I saw two movies in the last week: An Inconvenient Truth and Grindhouse. Both movies were so remarkable that I feel I must remark on them.
Let's start with An Inconvenient Truth. I've been waiting to see this for a while, since we rarely go to movie theaters ($9.50 for a ticket- each- plus how much an hour for a babysitter? I can borrow DVDs from the library for free!) and the request queue for it was huge. Finally making it to the top of the list, we watched it last night.
This movie was everything I expected and then some. Al Gore was singularly impressive and his message even more so. The gravity of it is more than a little sobering and frightening. The sky actually is falling, and we're doing almost nothing to prop it up. It's not a liberal issue, it's not a political issue- it's a Human Problem and all humans need to act. If you haven't seen this movie, you should. No- you must. Then we all must get moving on it.
*Cool side note- the University of Delaware yesterday unveiled their new hydrogen fuel cell bus. Go Blue Hens!
*Hopeful side note- Al, run again. Please. We need you.
The second movie was Grindhouse. For this, we paid the $9.50 per ticket and bummed some free babysitting off a relative because it just wouldn't have been the same seeing it without a crowd in a theater. It was packed full on a Friday night in Edison so we ended up with rotten, crane-your-neck seats where we were stuck for three hours.
And what three hours they were. It was an assault on the senses from the first moment.
Grindhouse is a double feature. The first movie, Planet Terror, is insane. The action never really stops or barely slows down at all. Freddy Rodriquez is great in this campy, funny, gore-filled horror ride. I have never seen a better use for a missing reel, either , not ever. A go-go dancer with a machine gun for a leg? How could you possibly go wrong?
Then come the previews between the movies, which were almost as bloody, if not more so. Keeps the momentum up and the laughs rolling.
The second movie, Tarrantino's Death Proof, is true to his style. He spends a long time establishing characters- way too friggin' long, in my opinion, since we're pumping adrenaline from the first movie & trailers and in no mood to listen to women talk, and talk, and talk, and establish side plotlines that have no business being there.

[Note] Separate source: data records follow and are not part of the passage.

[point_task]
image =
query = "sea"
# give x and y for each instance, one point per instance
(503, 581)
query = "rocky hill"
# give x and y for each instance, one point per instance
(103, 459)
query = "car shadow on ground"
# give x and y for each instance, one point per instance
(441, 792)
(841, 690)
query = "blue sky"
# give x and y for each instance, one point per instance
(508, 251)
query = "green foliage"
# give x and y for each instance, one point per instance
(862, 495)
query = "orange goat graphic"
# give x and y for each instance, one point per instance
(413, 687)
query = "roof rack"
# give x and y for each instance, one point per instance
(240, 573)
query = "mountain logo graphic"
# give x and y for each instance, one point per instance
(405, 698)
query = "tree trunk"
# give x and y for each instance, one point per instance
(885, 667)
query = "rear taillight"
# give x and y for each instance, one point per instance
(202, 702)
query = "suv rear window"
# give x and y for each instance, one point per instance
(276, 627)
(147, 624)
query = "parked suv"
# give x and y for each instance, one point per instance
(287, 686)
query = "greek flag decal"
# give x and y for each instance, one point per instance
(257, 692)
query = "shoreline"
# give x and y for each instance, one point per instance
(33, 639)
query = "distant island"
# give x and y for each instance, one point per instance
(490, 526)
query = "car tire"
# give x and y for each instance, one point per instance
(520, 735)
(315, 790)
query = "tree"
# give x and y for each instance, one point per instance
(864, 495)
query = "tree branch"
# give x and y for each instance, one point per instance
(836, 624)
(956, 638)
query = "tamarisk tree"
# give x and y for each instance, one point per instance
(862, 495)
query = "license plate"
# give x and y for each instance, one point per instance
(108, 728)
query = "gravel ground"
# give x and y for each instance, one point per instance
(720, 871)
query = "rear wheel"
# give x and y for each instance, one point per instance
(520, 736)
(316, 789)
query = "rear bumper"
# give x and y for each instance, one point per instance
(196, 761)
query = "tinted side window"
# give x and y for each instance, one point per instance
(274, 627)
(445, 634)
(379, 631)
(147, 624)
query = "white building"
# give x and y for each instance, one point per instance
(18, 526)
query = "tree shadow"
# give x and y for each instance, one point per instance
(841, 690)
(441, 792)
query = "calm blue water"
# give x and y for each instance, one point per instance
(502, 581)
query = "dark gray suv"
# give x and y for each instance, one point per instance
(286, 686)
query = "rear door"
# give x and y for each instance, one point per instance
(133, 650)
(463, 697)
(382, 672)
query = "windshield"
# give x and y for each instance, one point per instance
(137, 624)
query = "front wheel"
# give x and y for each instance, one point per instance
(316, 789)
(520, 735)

But once he establishes the characters, he begins the killing. Then we establish more characters, and the real joyride begins. Fear and joyride, that's what the last half hour of this movie is, and it's truly spectacular. Kurt Russell reminds us why we loved him as he has the ability to be every part of the spectrum without really changing much more than his smile. Amazing.
*Side note- I don't like horror movies. How did I end up here? And why did I enjoy it so much?
So, to sum up: Al Gore puts the fear into us, and Rodriguez and Tarrantino ratchet up the fear and gore. I highly recommend both movies, for very different reasons.